- Theatrical release poster
- French: Le Fantôme de la liberté
- Directed by: Luis Buñuel
- Written by: Luis Buñuel; Jean-Claude Carrière;
- Produced by: Serge Silberman
- Starring: Adriana Asti; Julien Bertheau; Jean-Claude Brialy; Adolfo Celi; Paul Frankeur; Michael Lonsdale; Pierre Maguelon; François Maistre; Hélène Perdrière; Michel Piccoli; Claude Piéplu; Jean Rochefort; Bernard Verley; Milena Vukotic; Monica Vitti;
- Cinematography: Edmond Richard
- Edited by: Hélène Plemiannikov
- Production company: Greenwich Film Productions
- Distributed by: 20th Century Fox (France); Euro International Films (Italy);
- Release dates: 11 September 1974 (France); 23 November 1974 (Italy);
- Running time: 104 minutes
- Countries: France; Italy;
- Language: French

= The Phantom of Liberty =

1974 film by Luis Buñuel

The Phantom of Liberty (Le Fantôme de la liberté) is a 1974 surrealist satirical dark comedy film co-written and directed by Luis Buñuel and produced by Serge Silberman. It stars an ensemble cast consisting of Adriana Asti, Julien Bertheau, Jean-Claude Brialy, Adolfo Celi, Paul Frankeur, Michael Lonsdale, Pierre Maguelon, François Maistre, Hélène Perdrière, Michel Piccoli, Claude Piéplu, Jean Rochefort, Bernard Verley, Milena Vukotic and Monica Vitti.

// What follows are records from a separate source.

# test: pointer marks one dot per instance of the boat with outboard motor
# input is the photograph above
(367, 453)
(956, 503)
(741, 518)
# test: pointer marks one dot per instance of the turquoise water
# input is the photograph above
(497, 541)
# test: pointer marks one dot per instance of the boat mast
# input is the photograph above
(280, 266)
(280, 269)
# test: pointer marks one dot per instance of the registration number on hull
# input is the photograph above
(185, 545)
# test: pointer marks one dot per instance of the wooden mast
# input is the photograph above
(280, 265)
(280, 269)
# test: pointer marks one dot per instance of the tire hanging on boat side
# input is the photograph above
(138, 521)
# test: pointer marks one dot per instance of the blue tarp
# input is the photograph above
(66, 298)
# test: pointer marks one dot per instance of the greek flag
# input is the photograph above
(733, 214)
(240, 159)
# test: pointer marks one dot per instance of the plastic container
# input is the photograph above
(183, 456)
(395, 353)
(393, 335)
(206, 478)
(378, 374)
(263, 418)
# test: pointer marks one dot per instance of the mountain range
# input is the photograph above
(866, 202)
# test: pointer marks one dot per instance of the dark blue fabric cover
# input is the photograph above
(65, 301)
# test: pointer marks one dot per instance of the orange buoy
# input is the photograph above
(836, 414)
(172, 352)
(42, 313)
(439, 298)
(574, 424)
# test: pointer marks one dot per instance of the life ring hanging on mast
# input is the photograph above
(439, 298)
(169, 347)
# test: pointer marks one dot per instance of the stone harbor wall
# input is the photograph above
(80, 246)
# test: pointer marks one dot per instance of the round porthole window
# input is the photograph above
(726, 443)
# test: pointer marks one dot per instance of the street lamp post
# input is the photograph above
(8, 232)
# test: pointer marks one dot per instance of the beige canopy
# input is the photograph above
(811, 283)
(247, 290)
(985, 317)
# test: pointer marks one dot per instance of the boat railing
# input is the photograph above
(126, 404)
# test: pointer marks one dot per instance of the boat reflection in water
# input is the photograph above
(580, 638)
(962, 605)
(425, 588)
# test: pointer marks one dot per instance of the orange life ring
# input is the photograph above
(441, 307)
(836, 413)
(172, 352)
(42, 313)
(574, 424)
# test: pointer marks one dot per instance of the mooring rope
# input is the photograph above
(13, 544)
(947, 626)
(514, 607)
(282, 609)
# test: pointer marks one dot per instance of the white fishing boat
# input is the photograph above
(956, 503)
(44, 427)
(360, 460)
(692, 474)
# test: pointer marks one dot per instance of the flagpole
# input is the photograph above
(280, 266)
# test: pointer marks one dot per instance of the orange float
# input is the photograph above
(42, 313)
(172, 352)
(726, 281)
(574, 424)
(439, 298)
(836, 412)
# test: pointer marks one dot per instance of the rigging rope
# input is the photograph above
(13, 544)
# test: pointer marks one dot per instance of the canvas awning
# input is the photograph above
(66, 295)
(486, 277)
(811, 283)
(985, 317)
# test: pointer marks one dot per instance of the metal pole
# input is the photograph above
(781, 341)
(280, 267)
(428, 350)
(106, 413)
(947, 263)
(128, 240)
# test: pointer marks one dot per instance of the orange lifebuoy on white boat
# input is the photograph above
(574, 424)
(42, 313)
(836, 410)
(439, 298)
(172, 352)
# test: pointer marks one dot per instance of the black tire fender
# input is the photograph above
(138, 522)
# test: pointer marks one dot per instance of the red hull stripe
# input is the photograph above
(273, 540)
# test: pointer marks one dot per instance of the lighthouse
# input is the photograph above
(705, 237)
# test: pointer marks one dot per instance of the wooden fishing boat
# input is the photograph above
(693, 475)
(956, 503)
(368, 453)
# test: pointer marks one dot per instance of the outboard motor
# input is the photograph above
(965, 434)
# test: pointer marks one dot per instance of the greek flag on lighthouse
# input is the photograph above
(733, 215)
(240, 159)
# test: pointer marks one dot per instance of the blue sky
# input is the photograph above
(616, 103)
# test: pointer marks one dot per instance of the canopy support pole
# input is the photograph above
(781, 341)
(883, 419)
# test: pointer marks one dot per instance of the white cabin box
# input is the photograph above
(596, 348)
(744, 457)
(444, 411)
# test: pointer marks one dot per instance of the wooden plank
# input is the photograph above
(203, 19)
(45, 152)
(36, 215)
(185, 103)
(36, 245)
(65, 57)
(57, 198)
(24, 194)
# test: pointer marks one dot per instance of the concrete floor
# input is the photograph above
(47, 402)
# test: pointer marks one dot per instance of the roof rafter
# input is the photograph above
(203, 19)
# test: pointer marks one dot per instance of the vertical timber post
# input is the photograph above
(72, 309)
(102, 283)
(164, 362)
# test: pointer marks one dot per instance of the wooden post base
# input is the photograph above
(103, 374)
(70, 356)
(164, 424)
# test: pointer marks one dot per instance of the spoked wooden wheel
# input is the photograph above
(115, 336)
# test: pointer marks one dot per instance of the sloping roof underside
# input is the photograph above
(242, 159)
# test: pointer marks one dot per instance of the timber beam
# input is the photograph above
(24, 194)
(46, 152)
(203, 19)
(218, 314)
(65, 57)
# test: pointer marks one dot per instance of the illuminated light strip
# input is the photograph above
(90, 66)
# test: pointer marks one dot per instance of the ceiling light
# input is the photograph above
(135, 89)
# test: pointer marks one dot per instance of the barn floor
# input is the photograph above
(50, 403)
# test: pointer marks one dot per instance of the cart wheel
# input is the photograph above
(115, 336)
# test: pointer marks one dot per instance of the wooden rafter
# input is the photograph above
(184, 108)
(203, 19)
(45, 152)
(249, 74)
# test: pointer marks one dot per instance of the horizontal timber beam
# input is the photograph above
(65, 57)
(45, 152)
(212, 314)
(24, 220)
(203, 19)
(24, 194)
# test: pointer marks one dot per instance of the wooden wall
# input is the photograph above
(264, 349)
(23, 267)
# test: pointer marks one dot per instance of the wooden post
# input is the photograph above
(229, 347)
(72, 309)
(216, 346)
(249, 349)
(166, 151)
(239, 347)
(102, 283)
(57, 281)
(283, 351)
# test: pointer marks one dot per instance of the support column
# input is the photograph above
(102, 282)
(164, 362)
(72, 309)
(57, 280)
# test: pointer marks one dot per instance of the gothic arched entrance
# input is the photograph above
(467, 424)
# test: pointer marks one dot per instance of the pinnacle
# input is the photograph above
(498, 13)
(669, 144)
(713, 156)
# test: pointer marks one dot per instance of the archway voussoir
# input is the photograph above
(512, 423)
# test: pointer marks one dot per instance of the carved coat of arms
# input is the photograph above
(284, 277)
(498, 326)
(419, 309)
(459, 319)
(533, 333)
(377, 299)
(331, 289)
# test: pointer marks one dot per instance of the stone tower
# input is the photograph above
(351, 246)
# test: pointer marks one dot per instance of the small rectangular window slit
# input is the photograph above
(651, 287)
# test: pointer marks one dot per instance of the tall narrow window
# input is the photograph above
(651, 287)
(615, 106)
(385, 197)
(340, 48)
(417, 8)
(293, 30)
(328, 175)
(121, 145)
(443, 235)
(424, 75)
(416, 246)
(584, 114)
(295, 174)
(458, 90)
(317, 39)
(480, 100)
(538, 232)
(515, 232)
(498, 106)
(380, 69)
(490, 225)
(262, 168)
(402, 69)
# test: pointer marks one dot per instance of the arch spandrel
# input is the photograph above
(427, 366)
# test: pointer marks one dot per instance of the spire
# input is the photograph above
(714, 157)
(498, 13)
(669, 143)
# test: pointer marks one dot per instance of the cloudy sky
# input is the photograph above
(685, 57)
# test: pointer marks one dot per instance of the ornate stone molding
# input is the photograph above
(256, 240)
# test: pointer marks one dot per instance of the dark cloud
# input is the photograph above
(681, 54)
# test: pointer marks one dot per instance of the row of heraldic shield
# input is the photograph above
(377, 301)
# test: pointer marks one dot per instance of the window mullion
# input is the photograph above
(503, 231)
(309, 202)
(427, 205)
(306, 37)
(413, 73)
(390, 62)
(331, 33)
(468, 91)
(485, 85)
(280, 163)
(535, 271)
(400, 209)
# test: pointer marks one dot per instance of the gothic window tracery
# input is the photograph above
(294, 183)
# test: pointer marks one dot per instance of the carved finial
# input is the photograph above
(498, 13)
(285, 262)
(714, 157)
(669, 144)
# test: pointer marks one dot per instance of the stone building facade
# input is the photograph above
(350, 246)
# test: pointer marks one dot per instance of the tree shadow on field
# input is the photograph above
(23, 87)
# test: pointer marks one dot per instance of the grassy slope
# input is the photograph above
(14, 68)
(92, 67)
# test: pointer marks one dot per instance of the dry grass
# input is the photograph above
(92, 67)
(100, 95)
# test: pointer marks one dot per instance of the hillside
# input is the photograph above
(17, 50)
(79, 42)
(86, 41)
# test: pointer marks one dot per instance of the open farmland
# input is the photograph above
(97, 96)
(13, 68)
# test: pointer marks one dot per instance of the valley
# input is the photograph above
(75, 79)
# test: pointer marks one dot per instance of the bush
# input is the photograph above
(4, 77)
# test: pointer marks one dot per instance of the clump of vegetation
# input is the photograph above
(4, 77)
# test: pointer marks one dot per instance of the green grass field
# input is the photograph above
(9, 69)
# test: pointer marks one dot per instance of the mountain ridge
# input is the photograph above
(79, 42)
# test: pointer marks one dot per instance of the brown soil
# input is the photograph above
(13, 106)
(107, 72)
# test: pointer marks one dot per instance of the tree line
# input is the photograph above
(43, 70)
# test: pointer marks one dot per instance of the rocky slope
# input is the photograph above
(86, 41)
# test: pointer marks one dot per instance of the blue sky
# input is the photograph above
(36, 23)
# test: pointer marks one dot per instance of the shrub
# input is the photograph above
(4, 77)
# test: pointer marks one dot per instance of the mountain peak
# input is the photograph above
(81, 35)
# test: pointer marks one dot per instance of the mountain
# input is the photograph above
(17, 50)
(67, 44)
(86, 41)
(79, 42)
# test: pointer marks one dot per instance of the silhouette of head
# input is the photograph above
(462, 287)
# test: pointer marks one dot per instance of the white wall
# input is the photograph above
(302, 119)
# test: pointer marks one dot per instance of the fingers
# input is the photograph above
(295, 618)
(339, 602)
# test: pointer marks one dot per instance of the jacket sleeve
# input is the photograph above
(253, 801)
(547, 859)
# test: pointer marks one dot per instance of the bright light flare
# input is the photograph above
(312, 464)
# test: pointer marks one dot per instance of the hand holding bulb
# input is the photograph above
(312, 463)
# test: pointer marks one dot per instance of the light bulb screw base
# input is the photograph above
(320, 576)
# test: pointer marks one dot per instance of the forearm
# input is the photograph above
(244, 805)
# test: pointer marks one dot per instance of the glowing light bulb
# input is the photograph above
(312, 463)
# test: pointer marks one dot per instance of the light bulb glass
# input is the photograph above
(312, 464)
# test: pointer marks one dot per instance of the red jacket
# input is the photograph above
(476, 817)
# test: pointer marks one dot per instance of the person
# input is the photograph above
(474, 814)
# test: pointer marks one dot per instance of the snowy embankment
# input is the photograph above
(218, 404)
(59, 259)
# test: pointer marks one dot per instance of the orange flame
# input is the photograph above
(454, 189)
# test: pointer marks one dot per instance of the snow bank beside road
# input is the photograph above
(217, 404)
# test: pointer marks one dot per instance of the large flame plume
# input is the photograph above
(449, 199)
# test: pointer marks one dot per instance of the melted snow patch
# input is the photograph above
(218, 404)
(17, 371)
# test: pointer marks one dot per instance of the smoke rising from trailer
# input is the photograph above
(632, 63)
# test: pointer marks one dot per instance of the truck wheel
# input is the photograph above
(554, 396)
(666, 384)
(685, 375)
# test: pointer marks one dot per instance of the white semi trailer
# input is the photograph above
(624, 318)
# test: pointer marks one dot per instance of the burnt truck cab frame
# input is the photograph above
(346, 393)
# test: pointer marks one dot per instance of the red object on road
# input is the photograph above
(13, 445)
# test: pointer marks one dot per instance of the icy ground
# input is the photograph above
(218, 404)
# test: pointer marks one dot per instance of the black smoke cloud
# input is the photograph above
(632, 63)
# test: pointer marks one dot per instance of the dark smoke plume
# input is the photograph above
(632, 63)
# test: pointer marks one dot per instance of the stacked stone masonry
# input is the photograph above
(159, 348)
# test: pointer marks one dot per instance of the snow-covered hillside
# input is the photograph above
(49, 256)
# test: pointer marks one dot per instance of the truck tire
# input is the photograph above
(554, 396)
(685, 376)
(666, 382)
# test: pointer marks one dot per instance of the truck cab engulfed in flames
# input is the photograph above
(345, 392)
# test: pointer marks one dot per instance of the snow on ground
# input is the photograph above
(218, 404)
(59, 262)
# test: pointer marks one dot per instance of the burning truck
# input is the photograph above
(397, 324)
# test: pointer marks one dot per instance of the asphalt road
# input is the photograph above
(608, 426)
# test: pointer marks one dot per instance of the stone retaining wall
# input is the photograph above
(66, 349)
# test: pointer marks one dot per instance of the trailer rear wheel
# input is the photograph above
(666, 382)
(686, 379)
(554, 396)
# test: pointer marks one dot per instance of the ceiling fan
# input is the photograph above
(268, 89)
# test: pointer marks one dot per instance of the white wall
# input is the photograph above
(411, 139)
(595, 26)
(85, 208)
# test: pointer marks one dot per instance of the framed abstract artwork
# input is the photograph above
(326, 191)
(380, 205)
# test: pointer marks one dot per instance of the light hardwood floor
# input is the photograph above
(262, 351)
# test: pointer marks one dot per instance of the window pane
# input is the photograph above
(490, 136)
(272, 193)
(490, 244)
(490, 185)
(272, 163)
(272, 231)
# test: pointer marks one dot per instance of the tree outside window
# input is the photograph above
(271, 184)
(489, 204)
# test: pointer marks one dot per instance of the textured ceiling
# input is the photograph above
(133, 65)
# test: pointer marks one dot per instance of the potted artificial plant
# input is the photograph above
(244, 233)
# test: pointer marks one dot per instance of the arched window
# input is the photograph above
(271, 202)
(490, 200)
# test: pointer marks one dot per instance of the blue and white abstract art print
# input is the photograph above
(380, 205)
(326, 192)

The film features a nonlinear plot structure that consists of various otherwise unrelated episodes linked only by the movement of certain characters from one situation to another. Overall, the picture exhibits Buñuel's typical ribald satirical humor combined with a series of increasingly outlandish and far-fetched incidents intended to challenge the viewer's pre-conceived notions about the stability of social mores and reality. The Phantom of Liberty was critically acclaimed and is considered to be one of Buñuel's best films.

==Plot==

In 1808, (Note: The opening scene is inspired by "The Kiss", a short story by Spanish post-Romanticist writer Gustavo Adolfo Bécquer, and by Francisco Goya's painting The Third of May 1808.) during the Napoleonic occupation of Toledo, a firing squad executes a small group of Spanish rebels who cry out "Long live chains!" The French troops are encamped in a Catholic church, where the captain caresses the statue of a noblewoman and is knocked unconscious by the statue of her husband. In revenge, the captain exhumes the noblewoman's corpse to find her face remains intact, intending to commit necrophilia.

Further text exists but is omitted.